# Attwood SAS boat seats



## Doctor (Apr 5, 2004)

Anybody have these seats on your boat, I need to replace mine in 2008 and these look real comfortable hitting the big waves on the river after a barge goes by we will bottom out on our seats and then our backs will ache for hours, just want to make sure there not all hype, going to go to Cabala's next weekend as they have them and I want to sit in one, I know that some of the higher end Triton bass boats come with these seats installed, just need the pros and cons from anybody, thank you in advance.................Doc


----------



## bountyhunter (Apr 28, 2004)

if your hiting botom on your seat?? its not the seats fault, you need better mounts , the pistons most likly are shot. p/s but those are some great looking seats.


----------



## ezmarc (Apr 6, 2004)

I have SAS seats on my Triton. They are great! They don't have gas shock pedestals and they don't bottom out like almost all pedestals I've used have.
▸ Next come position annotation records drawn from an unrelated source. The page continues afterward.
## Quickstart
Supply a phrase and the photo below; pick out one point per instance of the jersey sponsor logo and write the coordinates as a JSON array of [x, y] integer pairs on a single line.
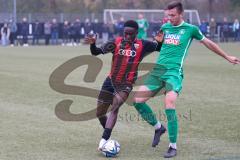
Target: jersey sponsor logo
[[127, 52], [182, 31], [172, 39], [136, 45]]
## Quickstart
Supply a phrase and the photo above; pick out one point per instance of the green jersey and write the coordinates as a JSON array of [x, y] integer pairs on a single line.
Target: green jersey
[[177, 40]]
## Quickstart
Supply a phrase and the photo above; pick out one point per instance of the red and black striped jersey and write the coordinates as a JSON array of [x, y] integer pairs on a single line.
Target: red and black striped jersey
[[126, 58]]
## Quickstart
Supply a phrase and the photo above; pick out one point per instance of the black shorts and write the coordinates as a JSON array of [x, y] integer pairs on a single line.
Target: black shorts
[[109, 89]]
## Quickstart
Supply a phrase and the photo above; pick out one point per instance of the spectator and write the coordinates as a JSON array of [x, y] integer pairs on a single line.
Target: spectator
[[143, 26], [37, 31], [71, 34], [77, 28], [120, 26], [203, 27], [112, 31], [47, 32], [225, 30], [24, 31], [54, 32], [5, 33], [165, 18], [105, 32], [87, 26], [65, 33], [236, 30], [97, 28], [13, 32], [212, 28]]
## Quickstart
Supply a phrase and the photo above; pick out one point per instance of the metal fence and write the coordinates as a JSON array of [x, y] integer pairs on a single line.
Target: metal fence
[[43, 17]]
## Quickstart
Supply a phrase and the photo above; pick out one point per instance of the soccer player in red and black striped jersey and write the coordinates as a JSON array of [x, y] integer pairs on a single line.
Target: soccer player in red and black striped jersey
[[128, 51]]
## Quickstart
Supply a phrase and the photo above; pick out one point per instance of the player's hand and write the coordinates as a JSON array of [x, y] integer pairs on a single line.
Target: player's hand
[[90, 39], [233, 60], [159, 36]]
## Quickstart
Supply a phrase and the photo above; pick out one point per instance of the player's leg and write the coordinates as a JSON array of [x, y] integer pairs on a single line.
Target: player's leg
[[105, 98], [118, 100], [174, 86], [145, 92], [102, 109]]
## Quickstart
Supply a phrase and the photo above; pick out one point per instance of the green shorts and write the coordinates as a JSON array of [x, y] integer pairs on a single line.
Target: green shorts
[[164, 82]]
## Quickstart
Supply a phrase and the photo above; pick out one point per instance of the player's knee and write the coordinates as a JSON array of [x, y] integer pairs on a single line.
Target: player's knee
[[138, 100]]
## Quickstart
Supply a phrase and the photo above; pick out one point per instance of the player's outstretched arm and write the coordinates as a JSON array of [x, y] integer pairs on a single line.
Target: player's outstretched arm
[[216, 49], [91, 39]]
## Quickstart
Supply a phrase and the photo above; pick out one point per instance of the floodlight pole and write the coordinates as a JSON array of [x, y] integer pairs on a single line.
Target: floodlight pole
[[15, 11]]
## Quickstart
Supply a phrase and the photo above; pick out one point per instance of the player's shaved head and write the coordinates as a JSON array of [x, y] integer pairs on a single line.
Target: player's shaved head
[[177, 5], [131, 24]]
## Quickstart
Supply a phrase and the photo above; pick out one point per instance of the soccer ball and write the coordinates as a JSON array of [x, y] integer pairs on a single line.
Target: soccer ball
[[111, 148]]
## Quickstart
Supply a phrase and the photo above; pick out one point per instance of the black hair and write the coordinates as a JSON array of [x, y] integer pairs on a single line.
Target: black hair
[[132, 24], [177, 5]]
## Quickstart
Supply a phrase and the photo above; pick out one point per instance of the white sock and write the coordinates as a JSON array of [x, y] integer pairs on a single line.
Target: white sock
[[173, 145], [157, 126]]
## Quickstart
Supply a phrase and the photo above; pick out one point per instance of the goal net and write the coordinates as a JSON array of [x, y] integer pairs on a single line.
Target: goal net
[[113, 15]]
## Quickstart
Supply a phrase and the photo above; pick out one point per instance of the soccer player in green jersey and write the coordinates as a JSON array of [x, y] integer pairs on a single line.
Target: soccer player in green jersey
[[142, 27], [168, 73]]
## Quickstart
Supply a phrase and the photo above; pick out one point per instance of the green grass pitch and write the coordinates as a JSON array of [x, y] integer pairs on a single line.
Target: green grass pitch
[[208, 109]]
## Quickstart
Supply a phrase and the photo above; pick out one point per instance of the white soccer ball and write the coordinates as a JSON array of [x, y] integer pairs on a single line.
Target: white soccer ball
[[111, 148]]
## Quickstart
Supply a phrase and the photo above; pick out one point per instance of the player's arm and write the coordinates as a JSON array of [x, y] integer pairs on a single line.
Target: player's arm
[[105, 48], [155, 45], [216, 49]]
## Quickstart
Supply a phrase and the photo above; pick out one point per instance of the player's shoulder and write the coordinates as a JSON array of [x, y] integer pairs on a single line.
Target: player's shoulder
[[147, 42], [166, 25], [192, 26]]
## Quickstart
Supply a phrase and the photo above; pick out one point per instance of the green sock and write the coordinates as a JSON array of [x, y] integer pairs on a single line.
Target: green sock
[[146, 112], [172, 125]]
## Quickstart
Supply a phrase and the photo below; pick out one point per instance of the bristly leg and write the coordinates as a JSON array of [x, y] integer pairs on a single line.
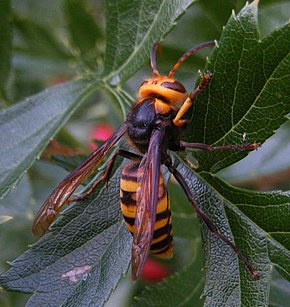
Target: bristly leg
[[205, 147]]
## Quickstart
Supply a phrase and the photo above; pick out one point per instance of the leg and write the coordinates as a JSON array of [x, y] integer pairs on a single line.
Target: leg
[[211, 226], [107, 173], [188, 102], [206, 147]]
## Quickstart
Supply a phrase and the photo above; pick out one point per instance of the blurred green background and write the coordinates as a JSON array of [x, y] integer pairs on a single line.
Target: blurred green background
[[52, 44]]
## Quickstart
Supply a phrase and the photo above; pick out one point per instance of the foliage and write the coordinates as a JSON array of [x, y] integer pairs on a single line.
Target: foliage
[[80, 261]]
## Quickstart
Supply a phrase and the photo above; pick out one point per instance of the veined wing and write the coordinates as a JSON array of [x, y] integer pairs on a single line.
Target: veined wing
[[64, 190]]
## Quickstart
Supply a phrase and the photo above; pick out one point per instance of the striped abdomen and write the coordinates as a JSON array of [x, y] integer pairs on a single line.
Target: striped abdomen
[[161, 245]]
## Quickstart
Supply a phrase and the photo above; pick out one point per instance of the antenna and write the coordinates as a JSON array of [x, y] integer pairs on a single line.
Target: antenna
[[188, 54]]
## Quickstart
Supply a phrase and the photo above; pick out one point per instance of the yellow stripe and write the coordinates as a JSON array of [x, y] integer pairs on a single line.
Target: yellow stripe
[[159, 239], [128, 211], [129, 185]]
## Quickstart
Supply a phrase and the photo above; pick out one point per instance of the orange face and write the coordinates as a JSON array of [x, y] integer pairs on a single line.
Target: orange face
[[167, 89]]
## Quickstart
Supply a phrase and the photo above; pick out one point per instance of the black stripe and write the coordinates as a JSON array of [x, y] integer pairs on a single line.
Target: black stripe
[[127, 199], [163, 215], [162, 231], [128, 177]]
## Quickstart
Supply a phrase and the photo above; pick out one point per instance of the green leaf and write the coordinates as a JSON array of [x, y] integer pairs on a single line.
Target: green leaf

They were a little stiff when new but have broken in nicely. 

The seat backs could use a little more reinforcement for me and the big guys I seem to take all the time. I like them and was going to go with Suspension seats but changed my mind after using them for a couple years.


----------



## Doctor (Apr 5, 2004)

My boat doesn't use the piston shafts, solid shafts plus there 6 years old and need to be replaced and these looked like a great boat seat...........Doc


----------



## K gonefishin (May 4, 2004)

I have SAS seats in my Ranger, they are very nice and very comfortable, they are pricey to buy them but if you plan on keeping your boat for some time I would say go for it. if you fish lake erie allot you might just want to look into suspention pedestals, like smooth moves, glye rydes or lake tamer. These have springs and shocks on a mount, your seat gets bolted directly to them. But as far as the SAS seats they do offer some bounce right within the seat and make for a comfy ride and comfy sitting in the boat.


----------